La demonizzazione del drogato va di pari passo con quella del metadone: ci si inchioda all’idea di esclusione, marginalizzazione, segregazione. Eppure sarebbe bastato leggere Andrea Pazienza per capire che l’eroina si diffuse anche come antidoto alla cupezza e alla seriosità dei compagni e del movimento.

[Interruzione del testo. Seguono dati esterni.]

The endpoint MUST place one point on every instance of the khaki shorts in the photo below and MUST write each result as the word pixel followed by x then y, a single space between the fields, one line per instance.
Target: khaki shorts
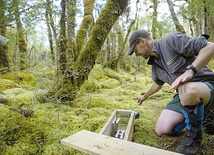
pixel 174 104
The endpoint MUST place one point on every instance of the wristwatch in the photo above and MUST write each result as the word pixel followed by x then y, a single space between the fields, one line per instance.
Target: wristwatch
pixel 192 68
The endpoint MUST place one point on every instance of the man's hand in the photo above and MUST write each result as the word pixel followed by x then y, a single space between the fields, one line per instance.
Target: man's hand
pixel 182 79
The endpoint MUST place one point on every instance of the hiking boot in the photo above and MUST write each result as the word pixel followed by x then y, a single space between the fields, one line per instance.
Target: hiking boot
pixel 209 122
pixel 194 116
pixel 191 143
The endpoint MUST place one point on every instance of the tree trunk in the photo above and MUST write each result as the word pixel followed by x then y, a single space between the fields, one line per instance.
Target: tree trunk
pixel 71 42
pixel 87 19
pixel 86 60
pixel 22 45
pixel 178 26
pixel 4 63
pixel 62 42
pixel 50 36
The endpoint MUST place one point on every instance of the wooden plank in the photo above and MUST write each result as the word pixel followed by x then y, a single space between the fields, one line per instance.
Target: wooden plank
pixel 107 128
pixel 98 144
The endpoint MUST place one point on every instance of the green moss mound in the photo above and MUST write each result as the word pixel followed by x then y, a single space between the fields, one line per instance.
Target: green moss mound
pixel 104 91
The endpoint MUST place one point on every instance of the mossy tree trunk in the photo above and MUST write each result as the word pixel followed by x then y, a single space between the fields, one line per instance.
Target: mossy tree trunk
pixel 4 64
pixel 87 19
pixel 71 43
pixel 114 62
pixel 22 45
pixel 50 35
pixel 80 70
pixel 178 26
pixel 62 42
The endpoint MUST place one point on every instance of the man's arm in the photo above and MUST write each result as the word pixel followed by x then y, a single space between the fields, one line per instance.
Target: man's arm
pixel 153 89
pixel 203 58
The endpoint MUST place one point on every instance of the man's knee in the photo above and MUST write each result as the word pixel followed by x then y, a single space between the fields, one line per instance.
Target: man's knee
pixel 161 130
pixel 188 94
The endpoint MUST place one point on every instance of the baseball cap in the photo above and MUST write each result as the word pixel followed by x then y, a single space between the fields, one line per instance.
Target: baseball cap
pixel 135 36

Arrivano le leggi. La Iervolino-Vassalli, ispirata da Craxi a sua volta folgorato dalla tolleranza zero di Rudy Giuliani, la Fini-Giovanardi del 2006, dichiarata incostituzionale sette anni dopo aver riempito le carceri. Di nuovo. Le carceri italiane, dice Roghi, hanno il primato delle persone detenute per violazione della normativa in materia di stupefacenti, ovvero piccoli spacciatori e consumatori di vario tipo. La sostanza più utilizzata e punita è la cannabis, seguita dalla cocaina. Invano più esperti hanno provato a dire che forse bisognava pensarla diversamente: con l’epidemia di Aids e di "panico morale", quello stigma peggiora e si incancrenisce nella convinzione secondo la quale non si convive con chi si droga. Eppure, come spiega bene Roghi, non ci si droga per stare male: diventa dipendente chi trova nella sostanza una risposta stabile a una domanda che già esiste.
Ma noi preferiamo pensare che salvezza e dannazione dipendano dai singoli individui, e non dal sistema sanitario e sociale in cui si trovano a vivere. Da qui bisognerebbe partire, per provare a ridurlo, quel danno.